DARPA has tapped BAE Systems to continue working on a project to develop a machine learning-powered tool to provide military space operators with better situational awareness capabilities, the company said Tuesday.
BAE’s work on the second phase of the Hallmark Tools, Capabilities, and Evaluation Methodology (Hallmark-TCEM) program will focus on building out tools to better identify abnormal activities in space and predict possible threats against critical assets.

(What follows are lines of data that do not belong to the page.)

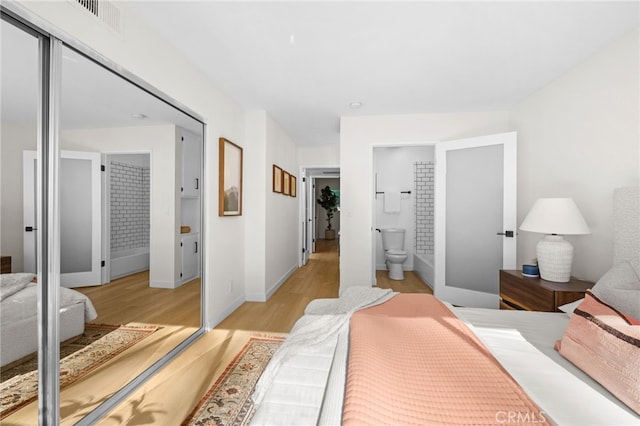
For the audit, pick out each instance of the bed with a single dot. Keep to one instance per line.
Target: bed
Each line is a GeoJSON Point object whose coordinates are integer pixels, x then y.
{"type": "Point", "coordinates": [19, 320]}
{"type": "Point", "coordinates": [555, 372]}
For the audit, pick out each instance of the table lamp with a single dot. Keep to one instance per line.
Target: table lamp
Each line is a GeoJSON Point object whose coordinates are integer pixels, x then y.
{"type": "Point", "coordinates": [555, 216]}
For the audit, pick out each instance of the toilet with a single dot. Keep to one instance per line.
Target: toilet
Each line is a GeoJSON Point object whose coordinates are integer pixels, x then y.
{"type": "Point", "coordinates": [393, 246]}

“Our technology builds data models based on normal activity and then ingests large amounts of real-time, streaming data to compare against the normal model and determine if any abnormal activity is occurring or will occur,” John Hogan, product line director for BAE Systems’ sensor processing and exploitation group, said in a statement. “By using this technology, we hope to reduce the operator’s workload by providing a solution that will automatically predict space events such as launches or satellite movements based on millions of pieces of data, helping them make rapid decisions to avoid any potential threats.”
The company’s FAST Labs team is tasked with building cognitive-base machine learning algorithms and data models for Hallmark-TCEM, which will leverage the its Multi-INT Analytics for Pattern Learning and Exploitation (MAPLE) technology.
Capabilities developed under phase two will ultimately be integrated into DARPA’s software testbed for the Hallmark program.
BAE is also currently working on a separate DARPA program to produce a new machine learning-powered tool that allows for the rapid deciphering of unique radio frequency signals (Defense Daily, July 8).